All Hell Let Loose_ The World at War 1939-1945 - Max Hastings [5]
The Polish nation of thirty million, including almost one million ethnic Germans, five million Ukrainians and three million Jews, had held borders established by the Treaty of Versailles for only twenty years. Between 1919 and 1921, Poland fought the Bolsheviks to assert its independence from longstanding Russian hegemony. By 1939 the country was ruled by a military junta, though the historian Norman Davies has argued, ‘If there was hardship and injustice in Poland, there was no mass starvation or mass killing as in Russia, no resort to the bestial methods of Fascism or Stalinism.’ The ugliest manifestation of Polish nationalism was anti-Semitism, exemplified by quotas for Jewish university entry.
In the eyes of both Berlin and Moscow, the Polish state owed its existence only to Allied force majeure in 1919, and had no legitimacy. In a secret protocol of the Nazi–Soviet Pact signed on 23 August 1939, Hitler and Stalin agreed Poland’s partition and dissolution. Though the Poles viewed Russia as their historic enemy, they were oblivious of immediate Soviet designs on them, and were bent instead upon frustrating those of Germany. They knew the ill-equipped Polish army could not defeat the Wehrmacht; all their hopes were pinned upon an Anglo-French offensive in the west, which would divide Germany’s forces. ‘In view of Poland’s hopeless military situation,’ wrote its London ambassador Count Edward Raczyski, ‘my main anxiety has been to ensure that we should not become involved in war with Germany without receiving immediate help from our allies.’

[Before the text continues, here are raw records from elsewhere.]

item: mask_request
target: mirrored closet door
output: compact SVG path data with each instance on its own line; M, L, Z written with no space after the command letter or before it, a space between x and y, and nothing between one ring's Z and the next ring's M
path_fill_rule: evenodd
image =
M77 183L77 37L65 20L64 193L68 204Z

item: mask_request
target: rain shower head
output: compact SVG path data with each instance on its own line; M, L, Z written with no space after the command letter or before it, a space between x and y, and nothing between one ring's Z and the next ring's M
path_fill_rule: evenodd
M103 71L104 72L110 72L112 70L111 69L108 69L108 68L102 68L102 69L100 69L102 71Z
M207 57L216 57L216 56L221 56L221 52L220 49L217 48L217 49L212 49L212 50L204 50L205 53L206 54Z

In March 1939, the British and French governments gave guarantees, formalised in subsequent treaties, that in the event of German aggression against Poland, they would fight. If the worst happened, France promised the military leadership in Warsaw that its army would attack Hitler’s Siegfried Line within thirteen days of mobilisation. Britain pledged an immediate bomber offensive against Germany. Both powers’ assurances reflected cynicism, for neither had the smallest intention of fulfilling them: the guarantees were designed to deter Hitler, rather than to provide credible military assistance to Poland. They were gestures without substance, yet the Poles chose to believe them.

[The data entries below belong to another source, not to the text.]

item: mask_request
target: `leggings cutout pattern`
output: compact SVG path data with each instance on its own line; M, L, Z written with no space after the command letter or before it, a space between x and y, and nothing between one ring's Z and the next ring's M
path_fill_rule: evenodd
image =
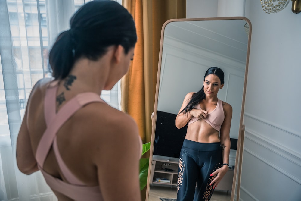
M178 190L179 191L180 187L182 185L182 181L183 180L183 173L185 168L185 164L183 163L182 159L180 156L179 161L179 173L178 174Z
M214 190L210 174L222 163L219 143L184 140L179 161L177 201L209 200Z
M219 163L218 164L216 164L216 165L218 165L218 167L217 168L214 169L213 171L213 172L215 171L216 170L219 168L221 166L220 163ZM209 177L209 180L207 182L207 185L206 185L207 187L206 188L206 191L204 192L203 196L203 200L204 201L209 201L209 200L210 200L211 196L212 195L212 193L213 193L213 189L212 187L213 185L210 186L209 184L210 184L211 182L214 179L216 176L216 174L214 176L210 176L210 177Z

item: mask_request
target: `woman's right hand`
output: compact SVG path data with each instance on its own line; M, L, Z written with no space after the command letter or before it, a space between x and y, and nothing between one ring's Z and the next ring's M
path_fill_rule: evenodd
M203 119L207 117L208 112L206 110L199 109L193 109L189 111L191 117L194 117L200 119Z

If Stalin was not Hitler’s co-belligerent, Moscow’s deal with Berlin made him the co-beneficiary of Nazi aggression. From 23 August onwards, the world saw Germany and the Soviet Union acting in concert, twin faces of totalitarianism. Because of the manner in which the global struggle ended in 1945, with Russia in the Allied camp, some historians have accepted the post-war Soviet Union’s classification of itself as a neutral power until 1941. This is mistaken. Though Stalin feared Hitler and expected eventually to have to fight him, in 1939 he made a historic decision to acquiesce in German aggression, in return for Nazi support for Moscow’s own programme of territorial aggrandisement. Whatever excuses the Soviet leader later offered, and although his armies never fought in partnership with the Wehrmacht, the Nazi–Soviet Pact established a collaboration which persisted until Hitler revealed his true purposes in Operation Barbarossa.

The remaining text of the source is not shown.